Help optimizing simple decompressor

I’m working on a file parser/decompressor for so-called CBF files. The repo is at cbf-hs on GitHub.

The file structure is pretty simple: there is an ASCII header part, then an empty line and then there’s a compressed binary blob afterwards (the repo contains an example file in the test-data/ repository):

###CBF: VERSION 1.5, CBFlib v0.7.8 - PILATUS detectors
some ASCII blabla

<binary data here>

I’m parsing the first part with attoparsec, leaving me with the binary stuff in a LazyByteString. The bytes decompress into a list of signed integers, representing pixels in an image. This I’m parsing with Data.Binary. See here. I hope the format is pretty self-explanatory - the Haskell code is basically a word-for-word translation of the official explanation of the format.

And it works and the code is nicely readable. However, it is extremely slow. Parsing a cbf file takes around 5s. In my opinion, it should be in the order of milliseconds instead.

I’ve tried enabling profiling, running with -p and looking at the .prof file. But all it says is that my decompressBinaryBSL function takes up all the runtime. This is not helpful. And I’m not sure how to proceed further with this.

Is using Binary plus lazy bytestrings even a good idea for such a stateful decompressor?

If you want to try it out, cloning the repo and running cabal run cbf-bench-binary should work (it outputs the difference between the Haskell-decompressed data and the decompressed data from the CBF reference implementation).

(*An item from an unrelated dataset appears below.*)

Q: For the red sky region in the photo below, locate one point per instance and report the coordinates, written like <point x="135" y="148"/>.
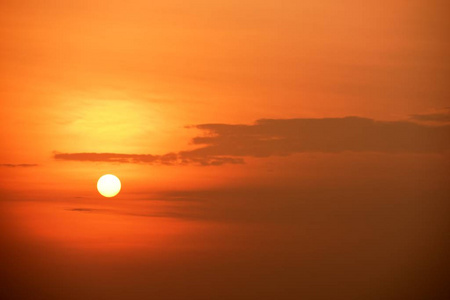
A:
<point x="266" y="149"/>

The first thing I would try is to make the type of decompressBinary concrete and put bangpatterns on all the arguments.

Edit: Hmm… That only shaves off like 20% on my machine.

1 Like

Attoparsec isn’t great for this. Death by many allocations - 2GB of heap space for a 20MB file. My guess is the only reason decompressBinaryBSL shows up in your profile so much is because the work is deferred till then.

According to event log decomprssBinaryBSL most of its time doing takeLazyByteString (from attoparsec) and pappend (also from AttoParsec). So the problem is really your attoparsec logic but I’ll have to spend more time with it to get a sense of what’s wrong.

Edit: not that attoparsec isn’t great but it’s easy to shoot yourself in the foot and it’s hard to think about performance - for me at least. For my Parquet implementation (also a binary format) I ended up rolling my own parsing.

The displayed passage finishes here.